Okay, it’s really truly crucial to state that therapy is a GOOD thing. When you find the therapist who matches your style and who challenges you to see things in a way which will allow you to grow and feel strong, then you have a true partnership. It’s in part about being able to get things off your chest, but it’s also about arming yourself with the proper tools. I have never found that, but it’s something that I hope to find someday. That said, give me your dirty kitchen and I might just have everything I need.*
Reconnecting with Friends
I struggle with this. Or, I thought I did anyway, until I posted something on Facebook that really helped me see that I have a lot of people in my corner. Sometimes the electronic disconnect is a very bad thing. Suffice it to say, I miss seeing my friends in person, and now have a standing BFF date with my best friend every two weeks. This past week, she came over and we watched movies and made lavender-scented therapy putty. OMG. It smells so amazing.

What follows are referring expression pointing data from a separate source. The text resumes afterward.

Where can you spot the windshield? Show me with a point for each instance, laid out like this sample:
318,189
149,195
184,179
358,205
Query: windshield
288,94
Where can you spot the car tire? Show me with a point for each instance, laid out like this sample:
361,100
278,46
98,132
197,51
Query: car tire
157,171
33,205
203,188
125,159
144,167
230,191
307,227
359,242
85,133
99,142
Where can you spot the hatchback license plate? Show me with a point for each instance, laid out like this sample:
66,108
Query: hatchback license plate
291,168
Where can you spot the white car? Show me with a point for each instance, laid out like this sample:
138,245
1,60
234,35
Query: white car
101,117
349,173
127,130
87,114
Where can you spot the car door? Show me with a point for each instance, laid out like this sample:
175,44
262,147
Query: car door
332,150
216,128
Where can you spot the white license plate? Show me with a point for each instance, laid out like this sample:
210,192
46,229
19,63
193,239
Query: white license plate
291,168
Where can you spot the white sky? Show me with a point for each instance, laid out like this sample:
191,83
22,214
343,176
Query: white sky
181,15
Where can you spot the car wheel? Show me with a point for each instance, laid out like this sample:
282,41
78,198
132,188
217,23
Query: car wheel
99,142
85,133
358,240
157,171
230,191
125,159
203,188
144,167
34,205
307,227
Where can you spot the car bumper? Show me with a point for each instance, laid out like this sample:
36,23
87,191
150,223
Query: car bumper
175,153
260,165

Support Groups/Caregiver Groups
Yesterday I presented to a group of parents who meet monthly to hear presentations specifically relating to raising kids on the spectrum. The kids have supervised play and the parents get to have two hours of helpful information. It was incredible to be around parents like me, which is one of the major personal benefits of working where I do. So while this wasn’t a support group per se, it was a group meeting regularly to discuss topics that relate to our life. There are also about a million groups on Facebook, but I recommend using caution before you fall down that particular rabbit hole. Some groups have less than stellar admin policies, and often I have found myself in the midst of a discussion around controversial therapies. No bueno, in my book. Find a group that matches your personal philosophy, and spend some time reading the posts once you’ve joined. If you don’t like what you see, you can always leave that group. The same is true of course for groups in real life, I think that it’s crucial to find a group that makes you feel comfortable. Talk to the group organizers ahead of time if you have concerns or questions, and then visit the group a few times. There’s nothing saying that you have to contribute, and you’ll gain a better understanding of the scope of the group.
I hope that this has given you some ideas, but I’d love to hear how you manage the stress! Please post a comment 🙂
*No, I’m not coming to your house to scrub your stove.